Body seeks signatory input for Stewardship 2.0 project

There were 168,000 investor-corporate engagement meetings last year, according to the Principles for Responsible Investment – but the initiative says active ownership/stewardship as it is currently practised isn’t working as there is little investor willingness to act more “assertively”.

Pointing at “investor myopia” for limiting the potential of stewardship, it has put together a paper setting out the case for an “aspirational higher standard for evolved active ownership”.

“Many institutional investors have been reluctant to use the influence they have.”

This would be where investors work to deliver real-world outcomes on critical systemic issues using “strengthened collaboration”.
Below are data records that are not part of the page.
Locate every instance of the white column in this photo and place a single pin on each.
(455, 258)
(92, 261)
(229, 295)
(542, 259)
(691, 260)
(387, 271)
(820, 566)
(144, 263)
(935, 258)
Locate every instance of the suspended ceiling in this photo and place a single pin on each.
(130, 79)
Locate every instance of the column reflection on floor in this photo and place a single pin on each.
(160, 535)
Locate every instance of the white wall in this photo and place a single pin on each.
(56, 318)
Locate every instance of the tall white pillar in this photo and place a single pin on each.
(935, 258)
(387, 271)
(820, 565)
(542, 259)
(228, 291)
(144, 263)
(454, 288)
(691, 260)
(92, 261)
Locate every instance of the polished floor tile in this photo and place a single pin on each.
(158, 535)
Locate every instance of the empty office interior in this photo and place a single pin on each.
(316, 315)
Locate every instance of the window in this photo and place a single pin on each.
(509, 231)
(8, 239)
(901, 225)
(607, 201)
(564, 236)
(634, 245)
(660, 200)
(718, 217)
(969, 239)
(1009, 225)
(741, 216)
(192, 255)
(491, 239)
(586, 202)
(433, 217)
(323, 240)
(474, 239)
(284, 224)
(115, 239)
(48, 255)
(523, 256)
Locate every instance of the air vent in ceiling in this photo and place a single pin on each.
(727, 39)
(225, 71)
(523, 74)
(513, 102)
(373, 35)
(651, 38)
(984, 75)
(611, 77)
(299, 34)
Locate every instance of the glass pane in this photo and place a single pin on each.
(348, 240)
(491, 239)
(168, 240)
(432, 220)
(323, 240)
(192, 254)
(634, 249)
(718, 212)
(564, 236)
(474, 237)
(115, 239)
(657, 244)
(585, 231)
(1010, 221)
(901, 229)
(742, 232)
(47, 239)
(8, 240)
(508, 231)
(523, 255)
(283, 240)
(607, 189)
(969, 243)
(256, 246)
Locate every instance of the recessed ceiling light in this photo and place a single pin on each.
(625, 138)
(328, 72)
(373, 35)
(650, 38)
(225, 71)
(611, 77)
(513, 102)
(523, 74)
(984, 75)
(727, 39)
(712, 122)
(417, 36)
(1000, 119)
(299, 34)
There are echoes of the “forceful stewardship” term coined by Raj Thamotheram and Howard Covington a few years ago that has been picked up by UK pensions body the PLSA and, more recently, by Jeffrey Sachs’ Columbia Center on Sustainable Investment (CCSI).

“We will shortly invite signatory input on this vision and ideas on how we can collectively take active ownership to the next level,” writes Paul Chandler, Director of Stewardship at the PRI.

The PRI notes the progress of initiatives like Climate Action 100+, but says there are the “exception, not the rule”.

“As we face growing systemic risks that cannot be diversified away – from trade wars to climate catastrophe – the willingness to act more assertively to safeguard long-term outcomes for beneficiaries is not keeping pace with the actions needed or being undertaken at the scale required.”

Paul Chandler, PRI

Chandler says: “We strongly believe that stewardship is the most powerful tool investors have at their disposal to align our economy and society with the interests of beneficiaries and wider stakeholders. The problem is, we’re not using it to its fullest potential.”

He lists the ways investors can deploy stewardship: propose and vote on shareholder resolutions; sign off on executive pay; appoint board members; engage with governments/regulators.

“The problem is, on aggregate, investors’ collective influence – their stewardship – is at serious risk of failing to deliver both the long-term returns and the society and environment that is demonstrably in their ‘best interests’.

“The ills of society continue because many institutional investors have been reluctant to use the influence they have. Where they have used this influence, they’ve taken tentative steps, focusing on the short-term and on individual holdings in their portfolio rather than the bigger picture.

“Exacerbating this problem is that many investors have not properly resourced policy advocacy functions that could move the needle on some of these issues.”

The PRI, which has been upping its policy work of late, will invite input from its 2,735 signatories (latest signatory: Stichting Pensioenfonds Robeco). The report makes one reference to the stewardship codes that have sprung up in the past decade.

Over the next year it will add further guidance on practical implementation – particularly where it comes to investors’ proxy voting and real-economy policy advocacy.

The PRI will also work to align its reporting and assessment framework to “encourage and reward” stewardship leadership.